Metal-Organic Frameworks (MOFs) have gained significant attention due to their unique properties and potential applications in gas storage, separation, and catalysis. However, managing the thermal energy generated during the exothermic adsorption process remains a challenge, limiting the practical utilization of MOFs. My research interest lies in unraveling the intricate structure-thermal conductivity relationships in MOFs and exploring strategies to control and tailor their thermal transport properties for specific applications.

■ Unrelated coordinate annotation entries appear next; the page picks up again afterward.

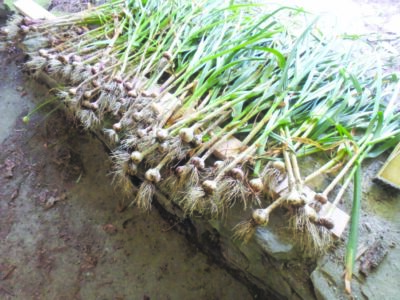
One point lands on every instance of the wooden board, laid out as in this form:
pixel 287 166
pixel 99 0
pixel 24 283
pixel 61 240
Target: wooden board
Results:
pixel 32 10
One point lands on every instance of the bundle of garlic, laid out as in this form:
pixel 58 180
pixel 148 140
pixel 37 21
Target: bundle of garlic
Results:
pixel 171 82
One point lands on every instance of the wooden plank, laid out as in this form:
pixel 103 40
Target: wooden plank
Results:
pixel 32 10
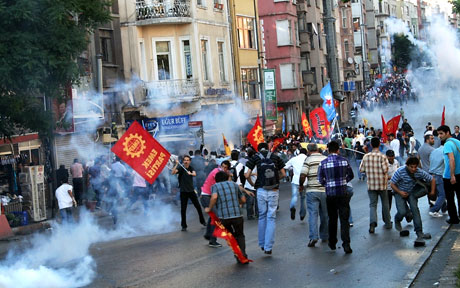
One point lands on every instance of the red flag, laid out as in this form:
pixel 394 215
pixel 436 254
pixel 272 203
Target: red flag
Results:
pixel 393 124
pixel 443 119
pixel 221 232
pixel 384 130
pixel 319 122
pixel 256 136
pixel 306 126
pixel 142 152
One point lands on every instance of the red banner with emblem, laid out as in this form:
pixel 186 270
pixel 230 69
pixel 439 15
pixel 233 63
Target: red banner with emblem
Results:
pixel 319 123
pixel 142 152
pixel 256 136
pixel 221 232
pixel 306 126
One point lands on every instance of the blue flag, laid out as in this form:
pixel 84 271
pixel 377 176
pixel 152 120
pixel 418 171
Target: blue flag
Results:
pixel 328 102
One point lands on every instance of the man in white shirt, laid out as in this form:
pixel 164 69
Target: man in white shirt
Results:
pixel 296 163
pixel 394 145
pixel 65 200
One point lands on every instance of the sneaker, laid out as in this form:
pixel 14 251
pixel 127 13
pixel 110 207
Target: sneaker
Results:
pixel 347 249
pixel 435 214
pixel 214 245
pixel 312 243
pixel 372 228
pixel 398 226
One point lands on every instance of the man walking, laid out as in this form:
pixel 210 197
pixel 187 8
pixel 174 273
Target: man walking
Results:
pixel 316 196
pixel 270 168
pixel 451 172
pixel 375 164
pixel 333 173
pixel 404 184
pixel 226 197
pixel 296 164
pixel 76 169
pixel 186 174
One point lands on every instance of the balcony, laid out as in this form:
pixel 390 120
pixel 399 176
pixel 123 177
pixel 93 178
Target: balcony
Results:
pixel 150 12
pixel 172 91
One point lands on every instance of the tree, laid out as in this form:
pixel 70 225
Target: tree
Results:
pixel 41 40
pixel 402 51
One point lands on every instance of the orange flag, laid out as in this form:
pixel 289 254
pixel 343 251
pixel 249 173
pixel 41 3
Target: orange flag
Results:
pixel 306 126
pixel 227 148
pixel 142 152
pixel 221 232
pixel 256 136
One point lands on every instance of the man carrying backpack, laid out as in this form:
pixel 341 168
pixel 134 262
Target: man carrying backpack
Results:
pixel 270 168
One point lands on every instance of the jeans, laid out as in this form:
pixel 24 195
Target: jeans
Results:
pixel 66 215
pixel 316 205
pixel 373 200
pixel 403 210
pixel 295 193
pixel 441 195
pixel 267 201
pixel 451 191
pixel 184 197
pixel 358 163
pixel 339 207
pixel 251 202
pixel 236 227
pixel 205 199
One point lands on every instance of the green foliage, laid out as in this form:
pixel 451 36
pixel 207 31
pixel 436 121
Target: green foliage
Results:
pixel 402 51
pixel 41 39
pixel 455 6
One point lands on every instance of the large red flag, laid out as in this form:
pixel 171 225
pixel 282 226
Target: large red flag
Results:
pixel 393 124
pixel 384 130
pixel 256 136
pixel 443 119
pixel 306 126
pixel 142 152
pixel 319 122
pixel 221 232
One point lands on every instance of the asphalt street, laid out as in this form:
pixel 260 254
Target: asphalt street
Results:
pixel 183 259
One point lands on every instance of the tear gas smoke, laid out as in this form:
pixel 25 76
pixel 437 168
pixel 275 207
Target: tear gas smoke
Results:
pixel 436 85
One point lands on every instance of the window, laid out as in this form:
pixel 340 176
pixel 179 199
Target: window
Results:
pixel 106 43
pixel 346 49
pixel 220 51
pixel 283 32
pixel 356 24
pixel 344 18
pixel 249 81
pixel 188 68
pixel 288 79
pixel 297 37
pixel 205 60
pixel 163 50
pixel 246 32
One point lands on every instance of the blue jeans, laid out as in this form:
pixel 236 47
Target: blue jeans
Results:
pixel 441 200
pixel 316 205
pixel 267 201
pixel 295 193
pixel 373 200
pixel 403 210
pixel 358 163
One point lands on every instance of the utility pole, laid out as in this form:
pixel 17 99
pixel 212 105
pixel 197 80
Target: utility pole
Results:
pixel 329 27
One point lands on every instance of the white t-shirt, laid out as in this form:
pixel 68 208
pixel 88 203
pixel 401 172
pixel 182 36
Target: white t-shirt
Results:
pixel 63 197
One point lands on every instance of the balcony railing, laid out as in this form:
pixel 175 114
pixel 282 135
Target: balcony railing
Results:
pixel 172 90
pixel 155 9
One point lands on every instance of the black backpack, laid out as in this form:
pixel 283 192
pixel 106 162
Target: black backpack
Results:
pixel 267 173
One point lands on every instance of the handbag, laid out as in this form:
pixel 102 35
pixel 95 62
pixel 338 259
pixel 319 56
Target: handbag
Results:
pixel 421 188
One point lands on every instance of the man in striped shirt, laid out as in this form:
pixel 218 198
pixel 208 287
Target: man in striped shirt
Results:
pixel 316 195
pixel 375 164
pixel 404 185
pixel 334 173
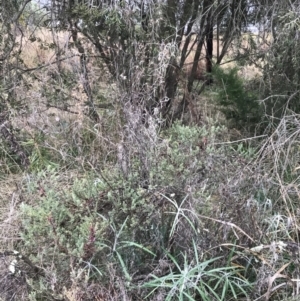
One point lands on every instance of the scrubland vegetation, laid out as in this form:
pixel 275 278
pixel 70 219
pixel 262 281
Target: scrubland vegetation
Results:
pixel 149 152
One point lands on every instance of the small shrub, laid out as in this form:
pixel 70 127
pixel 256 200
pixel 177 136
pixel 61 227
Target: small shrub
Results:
pixel 238 105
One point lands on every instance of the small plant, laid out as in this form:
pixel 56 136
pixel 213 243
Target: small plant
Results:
pixel 199 279
pixel 237 104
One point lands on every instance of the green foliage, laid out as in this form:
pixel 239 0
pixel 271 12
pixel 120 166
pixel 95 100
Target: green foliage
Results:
pixel 200 279
pixel 237 103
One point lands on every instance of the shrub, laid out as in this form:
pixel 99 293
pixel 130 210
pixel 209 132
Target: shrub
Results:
pixel 237 103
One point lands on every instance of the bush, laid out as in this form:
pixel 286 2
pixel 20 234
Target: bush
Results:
pixel 237 103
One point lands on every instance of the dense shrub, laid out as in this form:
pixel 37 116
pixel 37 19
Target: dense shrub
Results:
pixel 239 105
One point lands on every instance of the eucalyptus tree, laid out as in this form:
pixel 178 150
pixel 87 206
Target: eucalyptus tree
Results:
pixel 11 36
pixel 144 44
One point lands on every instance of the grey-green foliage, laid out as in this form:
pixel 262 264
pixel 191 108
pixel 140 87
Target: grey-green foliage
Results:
pixel 96 221
pixel 282 69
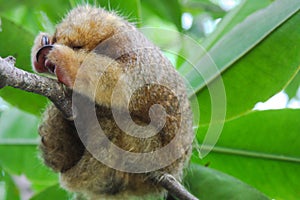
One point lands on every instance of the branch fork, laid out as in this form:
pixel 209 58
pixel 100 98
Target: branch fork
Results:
pixel 62 98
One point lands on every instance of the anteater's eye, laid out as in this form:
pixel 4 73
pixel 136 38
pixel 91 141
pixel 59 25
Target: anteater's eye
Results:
pixel 45 40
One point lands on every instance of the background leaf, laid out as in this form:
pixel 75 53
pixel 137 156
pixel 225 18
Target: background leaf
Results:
pixel 259 74
pixel 53 192
pixel 209 184
pixel 262 154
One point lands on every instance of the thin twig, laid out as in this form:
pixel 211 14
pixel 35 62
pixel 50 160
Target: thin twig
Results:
pixel 177 190
pixel 50 88
pixel 60 96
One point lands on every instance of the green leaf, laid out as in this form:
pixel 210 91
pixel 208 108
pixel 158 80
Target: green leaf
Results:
pixel 233 18
pixel 50 193
pixel 262 149
pixel 8 189
pixel 25 128
pixel 293 86
pixel 209 184
pixel 23 159
pixel 166 10
pixel 28 13
pixel 255 75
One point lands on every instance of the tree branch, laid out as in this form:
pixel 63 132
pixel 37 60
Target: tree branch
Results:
pixel 62 98
pixel 50 88
pixel 177 190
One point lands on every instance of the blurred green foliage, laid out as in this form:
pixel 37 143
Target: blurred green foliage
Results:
pixel 253 46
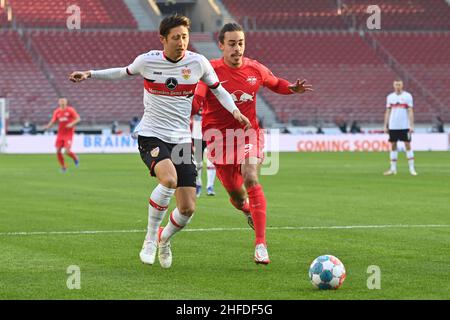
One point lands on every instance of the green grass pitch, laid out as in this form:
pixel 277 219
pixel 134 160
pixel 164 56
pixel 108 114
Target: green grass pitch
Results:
pixel 110 192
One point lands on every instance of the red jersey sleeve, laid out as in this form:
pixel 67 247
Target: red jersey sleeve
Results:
pixel 269 80
pixel 54 115
pixel 73 113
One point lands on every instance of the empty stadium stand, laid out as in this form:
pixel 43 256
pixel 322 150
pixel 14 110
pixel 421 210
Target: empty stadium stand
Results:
pixel 97 101
pixel 426 57
pixel 294 38
pixel 286 14
pixel 4 18
pixel 348 78
pixel 53 13
pixel 30 94
pixel 328 14
pixel 402 15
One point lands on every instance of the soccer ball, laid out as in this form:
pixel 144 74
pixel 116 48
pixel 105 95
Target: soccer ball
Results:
pixel 327 272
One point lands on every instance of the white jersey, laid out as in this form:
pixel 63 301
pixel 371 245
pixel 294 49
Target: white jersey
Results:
pixel 168 92
pixel 399 104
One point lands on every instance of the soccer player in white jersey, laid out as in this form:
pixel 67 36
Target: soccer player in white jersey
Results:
pixel 199 151
pixel 170 78
pixel 399 123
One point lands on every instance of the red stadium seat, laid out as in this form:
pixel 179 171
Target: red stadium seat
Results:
pixel 52 13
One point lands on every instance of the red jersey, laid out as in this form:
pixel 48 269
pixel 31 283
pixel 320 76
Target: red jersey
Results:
pixel 64 117
pixel 243 84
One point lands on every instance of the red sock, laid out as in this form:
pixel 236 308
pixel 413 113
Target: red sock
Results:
pixel 72 155
pixel 61 159
pixel 245 208
pixel 258 211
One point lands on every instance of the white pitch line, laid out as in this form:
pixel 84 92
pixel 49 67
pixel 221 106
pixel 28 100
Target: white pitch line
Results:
pixel 386 226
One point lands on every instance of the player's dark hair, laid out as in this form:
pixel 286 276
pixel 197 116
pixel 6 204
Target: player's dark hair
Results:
pixel 229 27
pixel 173 21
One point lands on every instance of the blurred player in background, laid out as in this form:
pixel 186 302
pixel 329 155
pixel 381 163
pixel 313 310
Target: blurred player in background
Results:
pixel 170 78
pixel 238 173
pixel 399 123
pixel 67 117
pixel 199 151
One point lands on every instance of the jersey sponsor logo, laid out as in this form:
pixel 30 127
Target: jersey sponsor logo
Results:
pixel 252 80
pixel 247 148
pixel 154 152
pixel 162 89
pixel 241 96
pixel 186 73
pixel 171 83
pixel 399 105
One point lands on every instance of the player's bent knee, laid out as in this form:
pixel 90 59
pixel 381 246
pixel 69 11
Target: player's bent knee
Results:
pixel 250 180
pixel 169 181
pixel 187 210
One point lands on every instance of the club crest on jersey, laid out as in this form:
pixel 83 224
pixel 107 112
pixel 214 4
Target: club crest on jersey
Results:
pixel 252 80
pixel 171 83
pixel 186 73
pixel 154 152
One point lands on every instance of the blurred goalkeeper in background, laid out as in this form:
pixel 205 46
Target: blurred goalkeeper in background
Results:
pixel 67 117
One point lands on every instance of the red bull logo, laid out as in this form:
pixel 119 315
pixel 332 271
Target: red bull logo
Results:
pixel 241 97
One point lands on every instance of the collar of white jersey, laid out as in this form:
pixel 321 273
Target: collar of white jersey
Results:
pixel 174 61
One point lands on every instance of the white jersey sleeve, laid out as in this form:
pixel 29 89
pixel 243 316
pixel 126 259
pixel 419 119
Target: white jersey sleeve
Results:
pixel 137 66
pixel 409 100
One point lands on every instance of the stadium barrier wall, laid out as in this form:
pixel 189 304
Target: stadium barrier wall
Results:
pixel 274 142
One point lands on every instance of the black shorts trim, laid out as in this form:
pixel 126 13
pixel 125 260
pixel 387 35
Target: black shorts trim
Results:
pixel 399 135
pixel 154 150
pixel 199 144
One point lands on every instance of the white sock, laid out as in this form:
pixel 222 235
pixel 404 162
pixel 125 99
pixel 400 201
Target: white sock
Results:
pixel 157 208
pixel 394 156
pixel 211 173
pixel 176 222
pixel 199 175
pixel 410 156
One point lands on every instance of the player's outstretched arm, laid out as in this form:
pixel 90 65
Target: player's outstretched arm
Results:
pixel 49 125
pixel 300 86
pixel 106 74
pixel 74 122
pixel 411 120
pixel 387 114
pixel 78 76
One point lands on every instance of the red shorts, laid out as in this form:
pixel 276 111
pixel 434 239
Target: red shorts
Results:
pixel 230 176
pixel 234 151
pixel 64 142
pixel 228 164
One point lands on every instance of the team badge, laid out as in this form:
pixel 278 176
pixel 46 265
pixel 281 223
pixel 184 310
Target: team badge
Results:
pixel 251 80
pixel 171 83
pixel 186 73
pixel 154 152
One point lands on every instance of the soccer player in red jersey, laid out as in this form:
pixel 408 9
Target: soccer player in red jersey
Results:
pixel 238 170
pixel 67 117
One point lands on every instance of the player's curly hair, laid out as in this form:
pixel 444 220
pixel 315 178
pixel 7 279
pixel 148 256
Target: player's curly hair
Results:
pixel 229 27
pixel 173 21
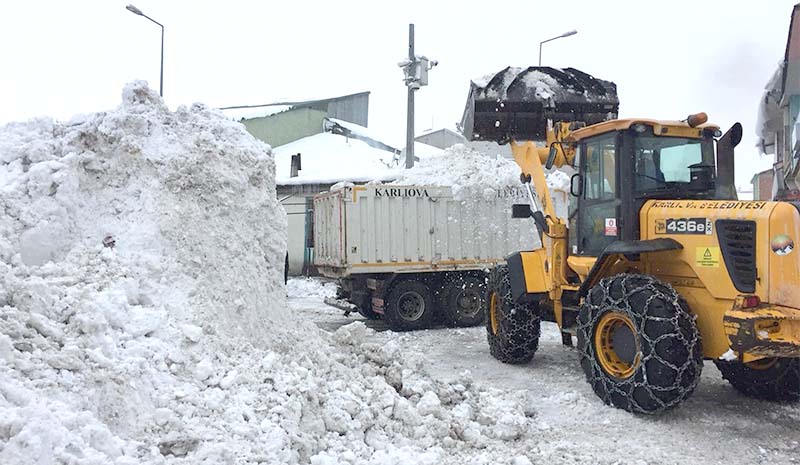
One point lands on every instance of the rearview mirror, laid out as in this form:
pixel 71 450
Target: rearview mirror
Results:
pixel 521 210
pixel 576 185
pixel 551 157
pixel 726 174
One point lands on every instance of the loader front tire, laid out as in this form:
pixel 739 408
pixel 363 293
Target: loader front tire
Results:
pixel 409 306
pixel 776 379
pixel 639 346
pixel 512 329
pixel 463 299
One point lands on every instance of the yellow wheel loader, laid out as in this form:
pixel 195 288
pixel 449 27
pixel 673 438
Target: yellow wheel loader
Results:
pixel 658 265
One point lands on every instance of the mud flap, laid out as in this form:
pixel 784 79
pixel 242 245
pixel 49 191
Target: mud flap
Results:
pixel 767 331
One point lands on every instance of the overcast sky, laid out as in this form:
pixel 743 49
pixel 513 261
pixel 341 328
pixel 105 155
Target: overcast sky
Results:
pixel 668 59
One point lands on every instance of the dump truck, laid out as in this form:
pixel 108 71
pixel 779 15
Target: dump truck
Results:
pixel 415 255
pixel 659 268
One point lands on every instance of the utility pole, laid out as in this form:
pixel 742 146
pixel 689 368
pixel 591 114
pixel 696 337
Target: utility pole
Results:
pixel 410 108
pixel 416 70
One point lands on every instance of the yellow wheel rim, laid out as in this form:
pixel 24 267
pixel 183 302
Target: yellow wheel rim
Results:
pixel 762 364
pixel 493 313
pixel 615 345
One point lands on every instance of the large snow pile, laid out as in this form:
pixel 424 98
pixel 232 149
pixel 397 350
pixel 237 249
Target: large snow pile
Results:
pixel 143 320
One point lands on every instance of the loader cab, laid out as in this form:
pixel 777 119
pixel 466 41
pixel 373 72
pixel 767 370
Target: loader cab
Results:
pixel 623 167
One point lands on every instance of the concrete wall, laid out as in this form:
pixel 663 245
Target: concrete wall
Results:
pixel 762 185
pixel 441 139
pixel 295 210
pixel 295 206
pixel 289 126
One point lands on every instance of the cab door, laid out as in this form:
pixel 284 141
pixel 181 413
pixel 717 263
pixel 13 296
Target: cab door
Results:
pixel 598 216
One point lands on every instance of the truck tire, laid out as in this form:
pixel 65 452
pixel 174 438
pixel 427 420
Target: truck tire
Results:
pixel 409 306
pixel 776 379
pixel 639 345
pixel 512 329
pixel 463 299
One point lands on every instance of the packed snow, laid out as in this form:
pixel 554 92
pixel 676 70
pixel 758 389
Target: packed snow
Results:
pixel 143 318
pixel 469 171
pixel 567 423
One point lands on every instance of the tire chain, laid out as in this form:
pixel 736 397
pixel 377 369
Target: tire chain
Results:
pixel 648 380
pixel 519 325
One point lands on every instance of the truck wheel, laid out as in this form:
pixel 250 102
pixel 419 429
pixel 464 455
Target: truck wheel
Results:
pixel 464 301
pixel 775 379
pixel 639 345
pixel 512 329
pixel 409 306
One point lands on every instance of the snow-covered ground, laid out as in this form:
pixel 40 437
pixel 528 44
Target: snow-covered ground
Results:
pixel 143 317
pixel 566 422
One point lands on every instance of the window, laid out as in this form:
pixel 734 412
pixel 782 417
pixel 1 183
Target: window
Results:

To achieve this goal, I am interested in employing a multidisciplinary approach that combines computational simulations, high-throughput screening, machine learning, and deep learning techniques. Classical molecular dynamics simulations allow for a detailed investigation of the thermal transport properties of MOFs by studying the behavior of phonons, the heat-carrying vibrations. By understanding the mechanisms that govern thermal conductivity in MOFs, we can identify key structural characteristics, such as pore size, density, surface area, and metal node connectivity, that influence thermal transport.

Additionally, high-throughput screening of a diverse range of hypothetical MOFs using computational methods provides insights into the relationship between structure and thermal conductivity. By exploring a vast design space of MOFs, considering important compositional and structural features, we can identify MOF structures with enhanced thermal conductivity and uncover the underlying design principles.

Furthermore, the application of machine learning techniques, such as graph convolutional neural networks, can accelerate the discovery and design process by predicting the thermal conductivity of MOFs. This approach enables us to explore a wider range of MOF structures and compositions, reducing the reliance on computationally expensive simulations.

In addition to understanding the impact of structure on thermal conductivity, I am also interested in investigating the role of defects in MOFs. By studying the influence of defects, such as missing linker and missing cluster defects, on thermal transport, we can uncover strategies to enhance or suppress thermal conductivity in MOFs. This knowledge will enable us to engineer MOF materials with tailored thermal properties for specific applications.

In summary, my research interest focuses on elucidating the structure-thermal conductivity relationships in MOFs and developing strategies to control and tailor their thermal transport properties. By combining computational simulations, high-throughput screening, and machine learning techniques, I aim to contribute to the fundamental understanding of MOFs' thermal behavior and pave the way for the design of MOFs with enhanced thermal properties for a wide range of applications.